BACKGROUND: Periodontitis is the most frequent cause of tooth loss in adults. Nitric oxide (NO) has been linked to bone resorption mechanisms during inflammation processes. The aim of this study was to investigate the effect of NOS (NO synthase) inhibitors in the alveolar bone loss in an experimental periodontitis disease (EPD) model. METHODS: Wistar rats were subjected to a ligature placement around the second upper left molars and were sacrificed at 11 days. Alveolar bone loss was evaluated by the sum of distances between the cusp tips and the alveolar bone along the axis of each molar root, subtracting from the contralateral side. Histopathological analysis was based on cell influx, alveolar bone, and cementum integrity. Leukogram was performed at 6 hours and 1, 7, and 11 days after the EPD induction. Groups were treated with the NOS inhibitors, aminoguanidine (AG) (2.5 to 10 mg/kg/d), or L-arginine methyl ester (L-NAME, 5 to 20 mg/kg/d) intraperitoneally (i.p.), 1 hour before the EPD induction and daily for 11 days. Controls received only saline (EPD group). As controls for L-NAME specificity, groups were co-treated with either L-arginine (150 to 600 mg/kg/d) or D-arginine (600 mg/kg/d) and L-NAME (20 mg/kg/d). Different groups were used for morphometric and histopathological analysis. RESULTS: Both L-NAME and AG significantly and dose-dependently inhibited the alveolar bone loss as compared to EPD group. L-NAME (20 mg/kg/d) reduced the alveolar bone loss by 50%, whereas AG (5 mg/kg/d) reduced it by 47% compared to EPD. This result was coupled to a significant reduction of cell influx to the periodontium, as well as to the preservation of alveolar bone and cementum, seen at histopathology, for both compounds. The co-administration of L-arginine, but not of D-arginine reversed L-NAME effects. CONCLUSION: These data provide evidence that NOS inhibitors prevent inflammatory bone resorption in experimental periodontitis.

Locally applied isosorbide decreases bone resorption in experimental periodontitis in rats.
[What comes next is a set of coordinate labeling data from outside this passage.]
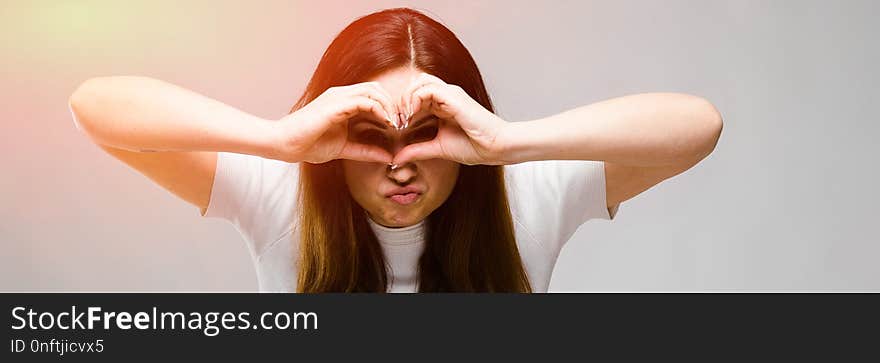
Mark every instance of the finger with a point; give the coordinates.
(421, 80)
(375, 91)
(419, 151)
(360, 105)
(430, 97)
(363, 152)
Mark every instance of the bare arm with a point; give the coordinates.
(144, 114)
(128, 116)
(643, 138)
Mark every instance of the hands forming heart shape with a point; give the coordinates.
(467, 132)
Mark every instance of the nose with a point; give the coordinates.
(403, 174)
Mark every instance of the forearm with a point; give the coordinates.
(145, 114)
(652, 129)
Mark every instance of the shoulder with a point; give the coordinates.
(257, 195)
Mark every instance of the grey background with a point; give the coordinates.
(785, 203)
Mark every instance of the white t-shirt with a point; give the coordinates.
(549, 200)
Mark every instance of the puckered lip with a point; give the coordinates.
(403, 190)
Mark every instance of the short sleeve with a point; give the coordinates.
(552, 198)
(255, 194)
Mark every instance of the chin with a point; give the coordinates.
(399, 219)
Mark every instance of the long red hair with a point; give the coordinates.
(470, 244)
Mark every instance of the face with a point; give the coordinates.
(408, 194)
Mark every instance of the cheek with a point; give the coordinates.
(443, 175)
(360, 176)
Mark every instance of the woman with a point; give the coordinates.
(391, 172)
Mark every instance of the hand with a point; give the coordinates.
(318, 132)
(468, 133)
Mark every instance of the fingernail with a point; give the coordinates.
(388, 117)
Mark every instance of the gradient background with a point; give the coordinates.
(787, 201)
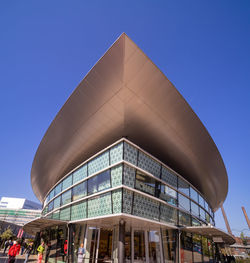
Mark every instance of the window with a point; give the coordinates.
(169, 245)
(184, 219)
(99, 182)
(67, 182)
(168, 194)
(201, 201)
(193, 194)
(79, 191)
(183, 186)
(197, 250)
(66, 197)
(57, 202)
(149, 165)
(145, 183)
(80, 174)
(50, 206)
(184, 202)
(169, 177)
(58, 189)
(194, 209)
(99, 163)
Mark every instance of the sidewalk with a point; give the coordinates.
(19, 258)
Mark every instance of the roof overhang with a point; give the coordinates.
(218, 235)
(41, 223)
(126, 95)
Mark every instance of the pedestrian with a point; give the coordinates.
(40, 253)
(14, 251)
(28, 252)
(6, 244)
(10, 243)
(47, 252)
(81, 254)
(23, 246)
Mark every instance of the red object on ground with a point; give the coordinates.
(14, 250)
(65, 247)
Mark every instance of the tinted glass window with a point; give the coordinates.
(193, 194)
(58, 189)
(183, 186)
(184, 219)
(184, 202)
(79, 191)
(50, 206)
(66, 197)
(99, 182)
(168, 194)
(169, 177)
(67, 182)
(145, 183)
(194, 209)
(80, 174)
(201, 201)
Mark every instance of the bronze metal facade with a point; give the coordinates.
(126, 95)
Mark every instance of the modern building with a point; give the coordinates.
(128, 169)
(16, 212)
(18, 203)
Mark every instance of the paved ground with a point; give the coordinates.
(19, 258)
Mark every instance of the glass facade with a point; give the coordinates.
(145, 188)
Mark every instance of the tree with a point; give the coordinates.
(7, 234)
(244, 241)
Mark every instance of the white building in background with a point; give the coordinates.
(18, 203)
(18, 211)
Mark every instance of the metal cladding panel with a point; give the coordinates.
(126, 95)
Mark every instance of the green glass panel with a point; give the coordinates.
(117, 201)
(116, 153)
(67, 182)
(148, 164)
(99, 163)
(184, 219)
(145, 207)
(100, 205)
(168, 214)
(65, 213)
(79, 211)
(169, 177)
(116, 176)
(129, 176)
(130, 153)
(127, 201)
(80, 174)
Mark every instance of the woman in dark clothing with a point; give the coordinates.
(47, 252)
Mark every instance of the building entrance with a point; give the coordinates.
(98, 245)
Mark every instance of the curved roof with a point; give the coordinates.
(126, 95)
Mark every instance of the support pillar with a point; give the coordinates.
(70, 252)
(121, 241)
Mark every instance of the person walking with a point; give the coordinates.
(28, 252)
(81, 254)
(13, 252)
(6, 244)
(47, 252)
(40, 253)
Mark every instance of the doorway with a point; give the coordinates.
(98, 244)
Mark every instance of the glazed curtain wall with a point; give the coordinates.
(147, 184)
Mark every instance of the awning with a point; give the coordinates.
(218, 235)
(38, 224)
(240, 246)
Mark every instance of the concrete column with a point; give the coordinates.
(70, 251)
(121, 241)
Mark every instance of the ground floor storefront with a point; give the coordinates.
(130, 241)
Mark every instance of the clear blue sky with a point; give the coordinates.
(203, 47)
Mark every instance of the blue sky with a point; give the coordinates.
(203, 47)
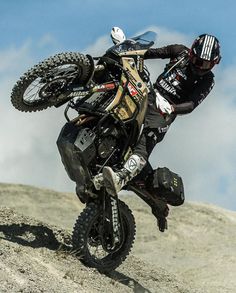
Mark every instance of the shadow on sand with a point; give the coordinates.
(30, 235)
(37, 236)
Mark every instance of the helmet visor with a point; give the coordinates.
(202, 64)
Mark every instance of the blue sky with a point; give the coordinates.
(200, 146)
(75, 24)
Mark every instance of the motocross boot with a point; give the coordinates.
(114, 181)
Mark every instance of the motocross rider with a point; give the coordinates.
(185, 82)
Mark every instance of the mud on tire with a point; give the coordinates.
(81, 238)
(85, 69)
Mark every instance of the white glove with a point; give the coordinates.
(163, 105)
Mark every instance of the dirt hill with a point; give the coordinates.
(196, 254)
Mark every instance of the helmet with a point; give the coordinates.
(117, 35)
(204, 53)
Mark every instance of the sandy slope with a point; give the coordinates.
(196, 254)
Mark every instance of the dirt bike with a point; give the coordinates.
(109, 95)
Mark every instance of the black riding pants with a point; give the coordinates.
(155, 127)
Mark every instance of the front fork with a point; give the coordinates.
(112, 223)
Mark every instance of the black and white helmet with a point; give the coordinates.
(205, 53)
(117, 35)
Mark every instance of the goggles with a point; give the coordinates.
(202, 64)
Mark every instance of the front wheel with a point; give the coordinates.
(45, 84)
(87, 238)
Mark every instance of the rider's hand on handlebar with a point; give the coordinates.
(163, 105)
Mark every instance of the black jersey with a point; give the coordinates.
(178, 84)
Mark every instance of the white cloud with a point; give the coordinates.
(199, 146)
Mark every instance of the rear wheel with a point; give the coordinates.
(45, 84)
(88, 240)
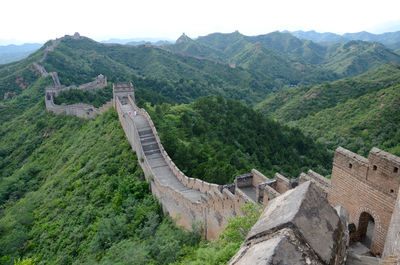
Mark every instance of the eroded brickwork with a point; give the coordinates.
(369, 186)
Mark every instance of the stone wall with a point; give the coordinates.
(216, 205)
(369, 186)
(80, 110)
(319, 180)
(392, 245)
(287, 232)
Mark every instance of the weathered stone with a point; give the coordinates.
(279, 249)
(298, 227)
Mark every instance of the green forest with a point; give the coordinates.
(216, 139)
(72, 191)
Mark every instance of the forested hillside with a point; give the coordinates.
(290, 61)
(216, 139)
(12, 53)
(389, 39)
(71, 190)
(356, 113)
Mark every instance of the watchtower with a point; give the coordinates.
(123, 91)
(367, 189)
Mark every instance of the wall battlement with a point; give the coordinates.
(190, 199)
(80, 110)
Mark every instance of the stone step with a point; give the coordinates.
(148, 140)
(145, 132)
(148, 153)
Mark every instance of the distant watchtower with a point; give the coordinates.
(122, 92)
(367, 189)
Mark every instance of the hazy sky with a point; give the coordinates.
(40, 20)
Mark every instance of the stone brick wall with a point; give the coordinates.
(359, 190)
(215, 207)
(319, 180)
(392, 245)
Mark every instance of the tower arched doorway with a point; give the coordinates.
(366, 229)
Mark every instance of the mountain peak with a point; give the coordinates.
(183, 38)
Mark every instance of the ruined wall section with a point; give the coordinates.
(392, 245)
(319, 180)
(217, 204)
(80, 110)
(359, 190)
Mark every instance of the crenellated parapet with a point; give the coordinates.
(193, 201)
(367, 188)
(190, 199)
(80, 110)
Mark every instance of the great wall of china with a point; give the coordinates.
(80, 110)
(364, 191)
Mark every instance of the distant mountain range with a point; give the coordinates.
(285, 59)
(389, 39)
(137, 41)
(12, 53)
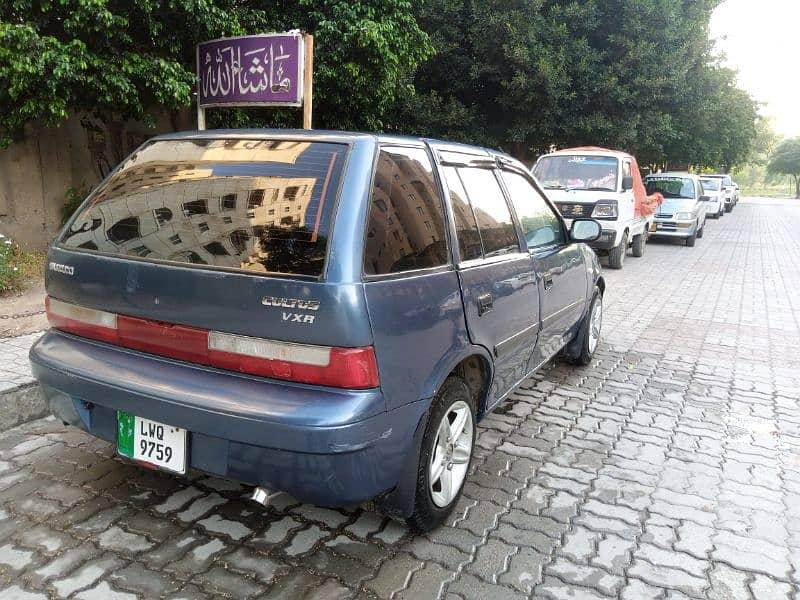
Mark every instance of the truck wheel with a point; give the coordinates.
(581, 349)
(616, 256)
(445, 455)
(637, 245)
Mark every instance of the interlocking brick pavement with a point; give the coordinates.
(669, 468)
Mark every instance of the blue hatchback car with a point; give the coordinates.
(324, 313)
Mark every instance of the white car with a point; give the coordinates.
(602, 184)
(683, 212)
(712, 189)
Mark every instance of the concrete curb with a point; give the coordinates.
(22, 404)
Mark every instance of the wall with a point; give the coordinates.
(36, 172)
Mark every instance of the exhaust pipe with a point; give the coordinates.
(260, 495)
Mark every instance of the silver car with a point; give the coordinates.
(683, 212)
(712, 187)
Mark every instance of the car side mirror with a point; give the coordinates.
(585, 230)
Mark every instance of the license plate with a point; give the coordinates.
(151, 442)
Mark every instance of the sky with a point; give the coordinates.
(761, 39)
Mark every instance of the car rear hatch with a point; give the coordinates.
(214, 251)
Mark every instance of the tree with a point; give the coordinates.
(530, 74)
(130, 59)
(786, 161)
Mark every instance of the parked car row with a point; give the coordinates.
(331, 314)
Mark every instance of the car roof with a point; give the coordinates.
(322, 135)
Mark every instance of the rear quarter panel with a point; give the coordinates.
(419, 333)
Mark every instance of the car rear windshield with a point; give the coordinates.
(258, 205)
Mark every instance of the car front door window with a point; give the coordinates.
(541, 226)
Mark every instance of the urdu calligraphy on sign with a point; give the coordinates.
(251, 70)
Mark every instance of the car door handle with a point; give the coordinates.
(485, 304)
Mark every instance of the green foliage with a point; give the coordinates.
(786, 161)
(9, 271)
(529, 74)
(73, 198)
(129, 59)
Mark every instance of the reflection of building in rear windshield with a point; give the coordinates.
(227, 211)
(209, 230)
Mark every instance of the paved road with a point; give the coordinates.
(670, 468)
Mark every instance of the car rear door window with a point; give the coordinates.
(406, 230)
(539, 223)
(258, 205)
(469, 240)
(491, 210)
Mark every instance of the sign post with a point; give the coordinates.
(273, 69)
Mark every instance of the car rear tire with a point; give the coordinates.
(445, 455)
(616, 256)
(582, 347)
(637, 246)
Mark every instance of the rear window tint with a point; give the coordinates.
(406, 221)
(256, 205)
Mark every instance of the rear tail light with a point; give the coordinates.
(351, 368)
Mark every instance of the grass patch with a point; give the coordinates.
(18, 266)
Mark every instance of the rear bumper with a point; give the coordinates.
(322, 445)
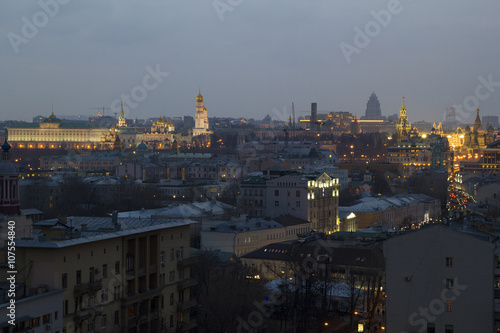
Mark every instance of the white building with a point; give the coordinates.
(440, 280)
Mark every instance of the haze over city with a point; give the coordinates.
(249, 57)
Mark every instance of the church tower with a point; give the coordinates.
(122, 122)
(9, 189)
(201, 117)
(403, 127)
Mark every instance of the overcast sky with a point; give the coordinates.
(249, 57)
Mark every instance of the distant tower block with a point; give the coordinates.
(450, 114)
(373, 111)
(9, 200)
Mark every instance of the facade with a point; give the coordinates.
(440, 280)
(312, 197)
(54, 134)
(87, 162)
(403, 126)
(422, 153)
(9, 183)
(39, 313)
(396, 212)
(125, 275)
(240, 237)
(488, 163)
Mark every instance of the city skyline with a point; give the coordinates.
(248, 61)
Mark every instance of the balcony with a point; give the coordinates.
(189, 325)
(188, 305)
(95, 285)
(81, 288)
(130, 274)
(82, 315)
(187, 262)
(184, 284)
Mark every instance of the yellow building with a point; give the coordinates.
(117, 274)
(53, 134)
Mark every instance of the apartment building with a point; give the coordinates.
(312, 197)
(240, 237)
(117, 274)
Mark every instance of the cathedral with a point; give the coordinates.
(403, 126)
(201, 117)
(373, 111)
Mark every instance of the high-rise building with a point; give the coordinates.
(373, 111)
(9, 200)
(491, 120)
(201, 117)
(450, 114)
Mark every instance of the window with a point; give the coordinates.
(449, 261)
(64, 280)
(104, 296)
(103, 321)
(171, 277)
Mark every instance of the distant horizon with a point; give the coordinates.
(251, 58)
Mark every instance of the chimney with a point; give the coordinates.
(114, 219)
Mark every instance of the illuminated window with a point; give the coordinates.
(449, 261)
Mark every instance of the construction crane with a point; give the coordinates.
(101, 108)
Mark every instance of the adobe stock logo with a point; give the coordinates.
(372, 29)
(30, 28)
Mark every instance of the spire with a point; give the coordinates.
(6, 147)
(122, 115)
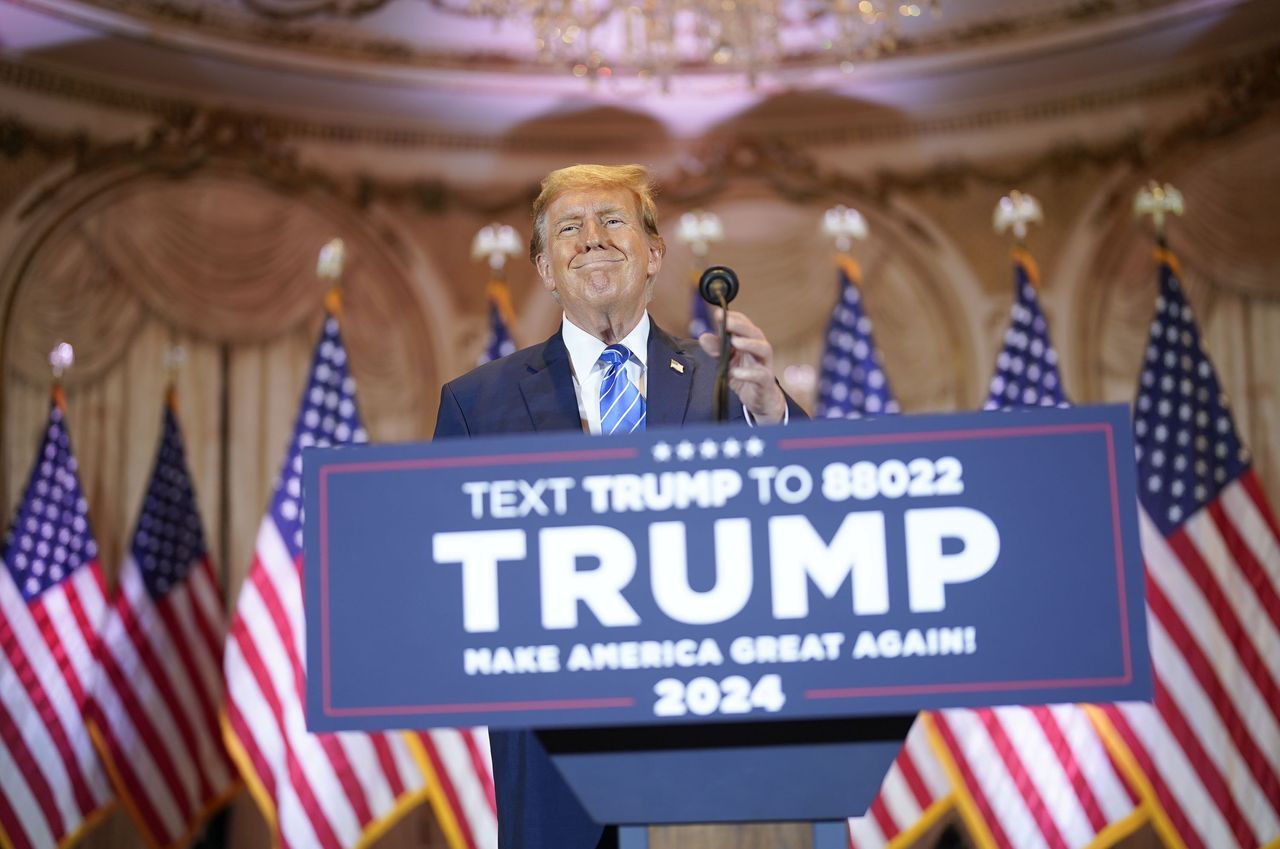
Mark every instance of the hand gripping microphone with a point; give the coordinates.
(718, 286)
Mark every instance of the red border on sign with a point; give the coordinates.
(443, 462)
(798, 443)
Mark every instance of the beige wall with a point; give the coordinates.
(124, 255)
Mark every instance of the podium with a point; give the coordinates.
(726, 624)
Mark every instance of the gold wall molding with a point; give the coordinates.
(187, 138)
(306, 26)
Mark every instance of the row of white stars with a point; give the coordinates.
(708, 450)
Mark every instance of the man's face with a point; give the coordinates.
(599, 261)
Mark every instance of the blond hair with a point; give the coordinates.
(634, 178)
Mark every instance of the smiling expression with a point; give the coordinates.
(599, 261)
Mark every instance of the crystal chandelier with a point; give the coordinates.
(657, 39)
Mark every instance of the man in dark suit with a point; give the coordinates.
(608, 369)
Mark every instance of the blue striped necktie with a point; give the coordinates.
(622, 407)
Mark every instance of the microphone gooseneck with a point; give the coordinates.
(718, 286)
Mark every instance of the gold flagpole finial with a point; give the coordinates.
(329, 266)
(332, 258)
(60, 359)
(1157, 200)
(173, 360)
(1014, 211)
(844, 224)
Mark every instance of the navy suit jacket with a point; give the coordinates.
(533, 391)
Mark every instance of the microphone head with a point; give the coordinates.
(718, 283)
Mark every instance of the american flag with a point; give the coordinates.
(316, 790)
(458, 770)
(53, 786)
(1208, 749)
(915, 793)
(499, 342)
(1037, 776)
(851, 382)
(1025, 777)
(154, 706)
(1027, 365)
(457, 762)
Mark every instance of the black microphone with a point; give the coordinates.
(718, 284)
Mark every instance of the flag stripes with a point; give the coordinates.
(316, 790)
(1210, 745)
(914, 793)
(154, 712)
(457, 765)
(51, 603)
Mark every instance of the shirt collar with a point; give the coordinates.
(585, 350)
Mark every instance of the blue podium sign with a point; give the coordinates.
(725, 574)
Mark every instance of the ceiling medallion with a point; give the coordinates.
(658, 39)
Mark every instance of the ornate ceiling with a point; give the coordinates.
(410, 65)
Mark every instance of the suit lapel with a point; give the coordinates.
(670, 384)
(548, 388)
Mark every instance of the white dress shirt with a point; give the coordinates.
(584, 355)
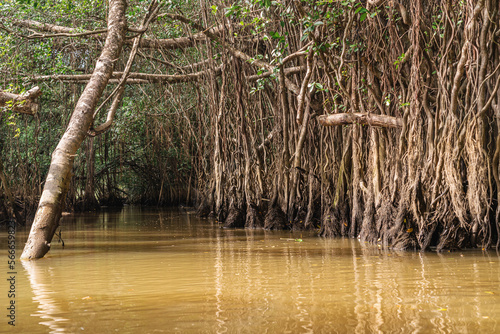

BACKGROUND: The role of nitric oxide (NO) on bone metabolism is controversial, since it can either stimulate bone formation or resorption. We investigated the effect of local administration of the NO donor isosorbide in an experimental periodontal disease model. METHODS: Wistar rats were subjected to a ligature placement around the cervix of the right second upper molar and were sacrificed after 11 days. Alveolar bone loss was measured in one quadrant as the sum of the distances between the cuspid tip and the alveolar bone along the axis of each molar root, which was subtracted from the contralateral side, used as unligated control. The semiquantitative histopathological scale of the periodontium was based on cell infiltration and alveolar bone and cementum integrity. Groups were treated with a gel containing 1% or 5% isosorbide applied to the vestibular side of the molar gingiva 1 hour before the placement of the ligature and then twice daily until sacrifice. Controls included one group subjected to periodontitis and no treatment (NT) and another that received the gel containing just the vehicle (V). RESULTS: The application of the vehicle gel produced an increase of the alveolar bone resorption, without altering the inflammatory changes, compared to the NT group. The 5% isosorbide produced a significant reduction of the alveolar bone resorption, compared to V and NT. This reduction was confirmed by histological analysis, showing less inflammatory cell infiltration and preservation of the cementum and the alveolar process. CONCLUSION: Local application of isosorbide reduces alveolar bone resorption in experimental periodontal disease in rats, suggesting a local anti-inflammatory effect of isosorbide.